Talvez eu estivesse cansado. Posso ainda recordar bem os tempos de fineza. As palavras engrossaram feito bananada preta. Os cabelos engodaram. Talvez eu os corte no pezinho com uma tesoura fina. Eu poderia contar as moedas e ir me amargurar em praça pública, mas hoje eu fico. Em que tempo os verbos estão? Pergunto já saindo. Saindo de fininho que é pra não ouvir resposta. Quando é dor de amor até Deus te dá as costas. O onipotente não se perderia nas miudezas humanas.
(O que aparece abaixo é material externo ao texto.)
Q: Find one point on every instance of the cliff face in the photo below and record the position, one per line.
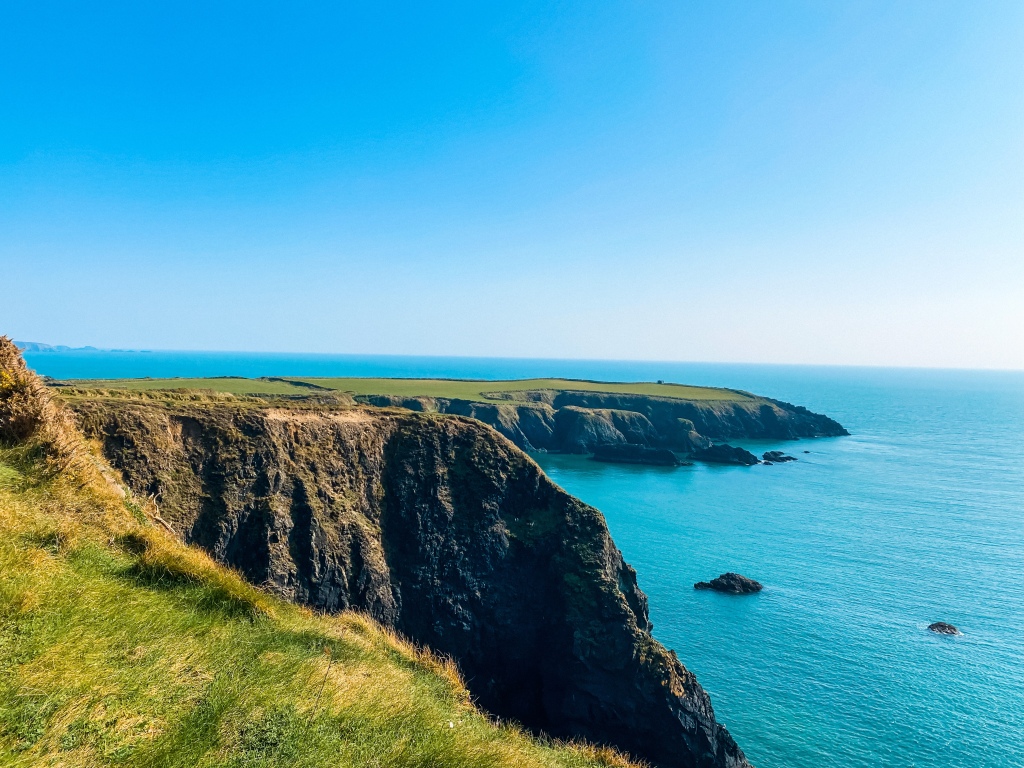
(579, 421)
(440, 528)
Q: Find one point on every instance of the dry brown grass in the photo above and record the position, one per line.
(120, 645)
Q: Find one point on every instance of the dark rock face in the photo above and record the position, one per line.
(626, 454)
(440, 528)
(577, 421)
(777, 457)
(725, 454)
(730, 583)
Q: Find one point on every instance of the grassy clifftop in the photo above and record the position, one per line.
(478, 391)
(121, 646)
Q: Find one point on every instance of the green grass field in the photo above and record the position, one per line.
(120, 646)
(450, 388)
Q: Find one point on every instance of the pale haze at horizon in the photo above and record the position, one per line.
(763, 182)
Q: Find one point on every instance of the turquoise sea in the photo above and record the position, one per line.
(916, 517)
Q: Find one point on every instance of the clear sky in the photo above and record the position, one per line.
(823, 182)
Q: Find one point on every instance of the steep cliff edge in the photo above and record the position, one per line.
(438, 527)
(579, 421)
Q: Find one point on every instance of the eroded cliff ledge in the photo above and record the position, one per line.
(580, 421)
(438, 527)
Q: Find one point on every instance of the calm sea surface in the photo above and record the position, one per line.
(916, 517)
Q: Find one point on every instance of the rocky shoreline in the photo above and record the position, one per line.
(439, 528)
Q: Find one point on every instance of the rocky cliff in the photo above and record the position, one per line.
(579, 421)
(437, 527)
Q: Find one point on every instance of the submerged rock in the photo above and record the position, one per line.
(734, 584)
(635, 455)
(725, 454)
(440, 529)
(777, 457)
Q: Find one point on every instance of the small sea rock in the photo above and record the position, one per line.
(776, 457)
(734, 584)
(725, 454)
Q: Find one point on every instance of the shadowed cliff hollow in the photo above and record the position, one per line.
(436, 526)
(580, 421)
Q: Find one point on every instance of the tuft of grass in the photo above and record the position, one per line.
(464, 389)
(121, 646)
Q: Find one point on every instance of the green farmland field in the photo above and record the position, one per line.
(450, 388)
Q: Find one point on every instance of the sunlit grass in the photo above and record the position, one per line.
(121, 646)
(486, 391)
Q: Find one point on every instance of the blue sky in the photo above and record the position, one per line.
(743, 181)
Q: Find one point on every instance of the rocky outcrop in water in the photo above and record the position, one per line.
(437, 527)
(577, 421)
(777, 457)
(725, 454)
(730, 583)
(635, 455)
Que idade eu teria agora se no dia em que nos conhecemos eu tivesse ficado na minha mesa paralisado de medo diante da tua presença? Será mesmo que o destino seria assim tão implacável, nos colocando cara a cara tanto assim, até o dia bonito em que nossos gritos se misturaram? AMOR ME PUXE PARA DENTRO DE MIM! Tá doendo escapulir. Eu eu moído moído de coragem e tu tu tu tu tu.
Li um conto. Não era uma história de amor. E nos amamos cada dia ao telefone ao bar ao sol ao vento ao ônibus ao nosso quarto ao mundo a noite ao amanhecer aos olhos aos outros a distâncias ao silêncio aos moinhos as lágrimas. Cada pedaço... Cada lugar... A casa era e nunca viajamos juntos...
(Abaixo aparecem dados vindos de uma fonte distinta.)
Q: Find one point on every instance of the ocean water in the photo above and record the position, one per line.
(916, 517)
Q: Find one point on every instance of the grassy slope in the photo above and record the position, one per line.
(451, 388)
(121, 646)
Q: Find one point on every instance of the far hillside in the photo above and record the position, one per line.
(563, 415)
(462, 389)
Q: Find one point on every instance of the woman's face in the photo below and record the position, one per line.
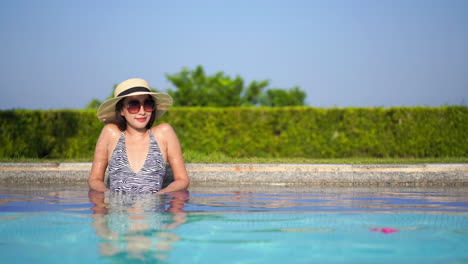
(137, 110)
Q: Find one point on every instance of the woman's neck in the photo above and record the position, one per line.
(132, 132)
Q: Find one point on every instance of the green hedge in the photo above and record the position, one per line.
(256, 132)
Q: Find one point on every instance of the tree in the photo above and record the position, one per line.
(195, 88)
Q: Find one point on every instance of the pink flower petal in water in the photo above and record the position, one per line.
(388, 230)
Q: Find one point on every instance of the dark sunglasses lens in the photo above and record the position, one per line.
(148, 106)
(133, 107)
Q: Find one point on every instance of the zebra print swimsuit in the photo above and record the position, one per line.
(148, 180)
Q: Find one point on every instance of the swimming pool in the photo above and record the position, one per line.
(234, 224)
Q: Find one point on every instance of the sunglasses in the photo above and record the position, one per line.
(133, 107)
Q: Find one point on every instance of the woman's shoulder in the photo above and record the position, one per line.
(111, 131)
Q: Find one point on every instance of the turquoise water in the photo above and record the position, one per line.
(237, 224)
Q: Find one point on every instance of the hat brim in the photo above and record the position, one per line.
(106, 112)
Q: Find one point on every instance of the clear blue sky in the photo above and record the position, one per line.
(62, 54)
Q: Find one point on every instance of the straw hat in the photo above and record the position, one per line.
(130, 87)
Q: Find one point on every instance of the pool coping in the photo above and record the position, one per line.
(427, 174)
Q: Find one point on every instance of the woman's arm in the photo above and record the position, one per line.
(96, 177)
(175, 159)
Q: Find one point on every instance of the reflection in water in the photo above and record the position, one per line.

Eu sou uma grande gota de água derramando da goteira. Eu não ouço a chuva. Eu não consigo respirar. Onde estão as tuas palavras? Quem cuspiu no meu silêncio? Eu eu moído moído e só: tu tu tu tu tu.
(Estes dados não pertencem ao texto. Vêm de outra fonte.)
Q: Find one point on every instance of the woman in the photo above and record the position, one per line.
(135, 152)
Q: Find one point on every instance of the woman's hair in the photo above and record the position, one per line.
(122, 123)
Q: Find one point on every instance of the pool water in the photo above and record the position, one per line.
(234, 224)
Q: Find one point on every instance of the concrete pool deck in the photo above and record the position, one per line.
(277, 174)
Parece que um trator passou pela casa, eu diria. E tu se reviraria na cama e tarde demais estamos atrasados. Se você chorar feito criança eu te faço uma promessa. Por favor, chore mais uma vez. Eu estou ficando cansado. Vamos ver um filme. Apague as luzes e não abra a janela, hoje dormiremos antes do tiroteio. E o beijo de boa-noite? Tu tu tu tu tu...
Estarei atrás da porta, bem debaixo do tapete, esperando ouvir Saudade. Deixe o catarro me sair do peito. Amanhã estaremos aflitos se Deus quiser.